Dates 9-12 July 2007 Venue Mascall Dance Studio (1130 Jervis, Vancouver)
Performer Ron Stewart Choreographer Jennifer Mascall
Reviewer Ed Farolan
In everything in this universe, there are two sides: the good and the bad, the ying and the yang, the thesis and the antithesis, the traditional and the modern. We can apply this to dance: the classical and the modern. In these days, however, there are no more clear-cut boudaries.
It's hard to tell now what's good and what's bad, what's a man and what's a woman, and in modern dance, the style nowadays is to mix things up--add dialogues or monologues into dance, thus mixing up two genres. And that's exactly what Ron Stewart does.
Choreographed by Jennifer Mascall, this 50-minute piece (which ended up being more than 50 minutes because the show started late) was a mishhmash of monologues and dance. In-between, Stewart would talk to the audience, useless chitchat, as he does costume changes. At one point, he takes off all his clothes, gets a bottle of water, pours it around his body, wipes himself, and then changes into his fresh costume.
Now I ask myself: What's the point? Nudity is good if it's incorporated in the dance. Then it becomes an art form. But when you do it for no reason but to change to another costume, then it doesn't make sense.
Mascall's choreography was good. Now I don't know whether Mascall asked him to reinvent the choreography to fit his style. I suspect she did coach him to do that, because when she introduced the show in the beginning, she said that she let Stewart pick up the choreography of others and adapt it to his own.
The first dance was a somewhat comic cowboy dance. The sounds were confusing because Stewart was doing his monologue while the music (with words) was going on. My suggestion is if you talk, cut out the words of the music, or just have music without words on tape.
The second dance was something from Michael Jackson, and I could see an adaptation of his movements. The next one had to do with flying to Scotland, and I suppose this piece was meant for the Edinburgh Fringe Festival where he will be participating in August. The last piece was a personal one. He spoke about his grandfather from Esquimalt, his family, and the sea and the trees in his backyard. The sound effects were good, as well as the visuals. But he should enunciate more, work more on his diction because I couldn't understand half of what he was saying.

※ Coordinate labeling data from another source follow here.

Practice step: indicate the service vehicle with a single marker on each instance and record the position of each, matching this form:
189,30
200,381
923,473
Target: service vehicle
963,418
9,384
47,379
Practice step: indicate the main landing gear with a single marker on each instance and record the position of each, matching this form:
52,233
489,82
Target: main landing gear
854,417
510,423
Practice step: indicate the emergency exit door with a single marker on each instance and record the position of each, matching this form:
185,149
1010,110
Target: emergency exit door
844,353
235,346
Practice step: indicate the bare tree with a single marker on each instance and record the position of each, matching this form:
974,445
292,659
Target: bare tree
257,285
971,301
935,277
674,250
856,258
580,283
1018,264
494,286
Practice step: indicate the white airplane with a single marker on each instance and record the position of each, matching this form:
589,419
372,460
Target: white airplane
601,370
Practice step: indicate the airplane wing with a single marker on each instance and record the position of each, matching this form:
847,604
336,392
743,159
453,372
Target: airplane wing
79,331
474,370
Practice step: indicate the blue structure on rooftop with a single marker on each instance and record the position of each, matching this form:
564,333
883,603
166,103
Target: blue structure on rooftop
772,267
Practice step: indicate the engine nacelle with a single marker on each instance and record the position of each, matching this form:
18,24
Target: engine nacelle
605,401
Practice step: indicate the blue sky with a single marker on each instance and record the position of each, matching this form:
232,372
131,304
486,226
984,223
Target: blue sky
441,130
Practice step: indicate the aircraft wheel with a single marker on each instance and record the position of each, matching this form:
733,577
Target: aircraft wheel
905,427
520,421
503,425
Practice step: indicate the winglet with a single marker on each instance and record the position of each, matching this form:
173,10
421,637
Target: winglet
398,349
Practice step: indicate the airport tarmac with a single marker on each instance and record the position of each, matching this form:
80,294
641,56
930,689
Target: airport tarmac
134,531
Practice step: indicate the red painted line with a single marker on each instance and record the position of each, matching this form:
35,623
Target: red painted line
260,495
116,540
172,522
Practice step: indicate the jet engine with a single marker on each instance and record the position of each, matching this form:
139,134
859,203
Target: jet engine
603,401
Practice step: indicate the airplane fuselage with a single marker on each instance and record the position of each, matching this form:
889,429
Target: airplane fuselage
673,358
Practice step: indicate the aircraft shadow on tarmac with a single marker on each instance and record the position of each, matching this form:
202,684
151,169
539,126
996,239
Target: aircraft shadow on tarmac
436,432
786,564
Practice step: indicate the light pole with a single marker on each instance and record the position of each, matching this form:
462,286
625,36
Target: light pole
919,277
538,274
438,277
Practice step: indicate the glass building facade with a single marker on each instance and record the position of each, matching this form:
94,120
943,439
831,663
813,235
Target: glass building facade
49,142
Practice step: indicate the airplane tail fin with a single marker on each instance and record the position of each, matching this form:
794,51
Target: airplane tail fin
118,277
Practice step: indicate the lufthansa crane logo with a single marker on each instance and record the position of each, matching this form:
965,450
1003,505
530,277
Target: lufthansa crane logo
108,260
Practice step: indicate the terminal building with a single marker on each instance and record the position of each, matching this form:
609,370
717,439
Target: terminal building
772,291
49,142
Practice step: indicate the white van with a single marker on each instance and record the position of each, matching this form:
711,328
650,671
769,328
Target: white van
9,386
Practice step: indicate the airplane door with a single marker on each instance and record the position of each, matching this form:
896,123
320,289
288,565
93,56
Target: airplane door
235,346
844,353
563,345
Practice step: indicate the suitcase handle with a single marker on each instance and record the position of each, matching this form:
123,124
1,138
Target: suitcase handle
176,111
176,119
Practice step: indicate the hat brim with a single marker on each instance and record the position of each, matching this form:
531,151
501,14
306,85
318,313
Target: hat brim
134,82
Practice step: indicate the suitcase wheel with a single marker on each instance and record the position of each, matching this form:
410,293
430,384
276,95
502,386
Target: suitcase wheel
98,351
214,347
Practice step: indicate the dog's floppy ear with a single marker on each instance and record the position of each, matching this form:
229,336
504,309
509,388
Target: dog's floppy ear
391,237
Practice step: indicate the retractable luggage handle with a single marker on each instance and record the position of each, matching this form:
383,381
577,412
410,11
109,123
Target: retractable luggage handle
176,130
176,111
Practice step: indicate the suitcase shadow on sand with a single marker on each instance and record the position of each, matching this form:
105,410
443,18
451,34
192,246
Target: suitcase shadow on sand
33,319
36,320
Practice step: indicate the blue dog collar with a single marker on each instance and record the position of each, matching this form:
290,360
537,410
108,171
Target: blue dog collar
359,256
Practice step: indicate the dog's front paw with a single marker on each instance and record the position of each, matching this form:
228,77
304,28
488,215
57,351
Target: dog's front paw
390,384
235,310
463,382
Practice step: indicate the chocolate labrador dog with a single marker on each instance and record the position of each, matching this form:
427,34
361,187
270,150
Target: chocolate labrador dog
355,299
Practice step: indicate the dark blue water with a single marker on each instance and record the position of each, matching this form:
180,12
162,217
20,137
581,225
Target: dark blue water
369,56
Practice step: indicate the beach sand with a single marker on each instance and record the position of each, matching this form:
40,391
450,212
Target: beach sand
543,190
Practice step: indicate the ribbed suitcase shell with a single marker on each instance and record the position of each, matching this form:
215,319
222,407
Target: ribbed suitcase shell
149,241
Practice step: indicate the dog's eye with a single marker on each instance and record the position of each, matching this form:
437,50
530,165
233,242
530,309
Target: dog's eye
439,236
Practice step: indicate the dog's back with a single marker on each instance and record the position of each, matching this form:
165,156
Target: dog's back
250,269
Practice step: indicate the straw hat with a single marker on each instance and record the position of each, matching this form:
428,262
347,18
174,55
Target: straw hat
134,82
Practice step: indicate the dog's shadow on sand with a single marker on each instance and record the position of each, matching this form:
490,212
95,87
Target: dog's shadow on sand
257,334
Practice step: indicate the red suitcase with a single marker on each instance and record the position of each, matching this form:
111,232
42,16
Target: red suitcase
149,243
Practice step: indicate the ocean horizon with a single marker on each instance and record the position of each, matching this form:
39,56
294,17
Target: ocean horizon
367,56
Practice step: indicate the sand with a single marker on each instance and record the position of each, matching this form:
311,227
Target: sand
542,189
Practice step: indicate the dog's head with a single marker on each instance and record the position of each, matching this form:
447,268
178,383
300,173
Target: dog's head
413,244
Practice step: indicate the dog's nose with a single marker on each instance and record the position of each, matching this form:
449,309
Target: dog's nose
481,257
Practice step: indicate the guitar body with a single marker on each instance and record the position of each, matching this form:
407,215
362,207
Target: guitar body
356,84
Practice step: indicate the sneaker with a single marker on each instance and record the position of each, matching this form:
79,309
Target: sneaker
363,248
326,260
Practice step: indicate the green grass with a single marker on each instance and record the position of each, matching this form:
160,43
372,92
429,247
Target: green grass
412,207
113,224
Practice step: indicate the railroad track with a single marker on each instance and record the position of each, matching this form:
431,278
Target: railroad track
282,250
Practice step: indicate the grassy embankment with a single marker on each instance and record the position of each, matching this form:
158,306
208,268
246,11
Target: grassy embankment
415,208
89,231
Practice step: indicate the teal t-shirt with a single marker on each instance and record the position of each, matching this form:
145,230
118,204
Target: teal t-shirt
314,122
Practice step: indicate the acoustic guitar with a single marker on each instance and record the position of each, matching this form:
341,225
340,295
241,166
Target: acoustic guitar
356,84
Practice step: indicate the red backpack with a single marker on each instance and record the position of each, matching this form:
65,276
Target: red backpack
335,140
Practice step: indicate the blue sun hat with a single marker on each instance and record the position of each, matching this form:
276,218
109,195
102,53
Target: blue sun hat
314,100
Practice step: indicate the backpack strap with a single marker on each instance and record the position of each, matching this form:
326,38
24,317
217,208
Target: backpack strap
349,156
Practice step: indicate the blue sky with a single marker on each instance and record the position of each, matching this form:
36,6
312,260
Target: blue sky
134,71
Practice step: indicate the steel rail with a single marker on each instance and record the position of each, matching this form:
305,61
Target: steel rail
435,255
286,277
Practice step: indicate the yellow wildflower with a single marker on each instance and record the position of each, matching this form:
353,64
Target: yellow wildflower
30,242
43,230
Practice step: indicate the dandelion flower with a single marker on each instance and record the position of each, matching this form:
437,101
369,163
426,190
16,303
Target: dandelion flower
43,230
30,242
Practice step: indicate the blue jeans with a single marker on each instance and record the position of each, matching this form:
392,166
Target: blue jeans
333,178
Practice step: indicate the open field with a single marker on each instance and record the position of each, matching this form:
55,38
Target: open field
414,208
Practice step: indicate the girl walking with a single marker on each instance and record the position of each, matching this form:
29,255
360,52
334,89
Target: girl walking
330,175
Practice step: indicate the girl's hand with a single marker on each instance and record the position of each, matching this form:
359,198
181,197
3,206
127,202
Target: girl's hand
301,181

I had mixed feelings about this performance. I suppose for Fringe Festivals, it's typical to show performances of this nature. But for normal audiences, I think they would expect something that is closer to pure dance.
Since this deals with a Theatre Festival, then I would go for it, because theatre encompasses all, and thus, you could mix different genres, as in this case where monologues and audience dialogue participation is encouraged.
Again, I would say go for it ... call it Dance Theatre because this isn't just dance but dance and theatre combined.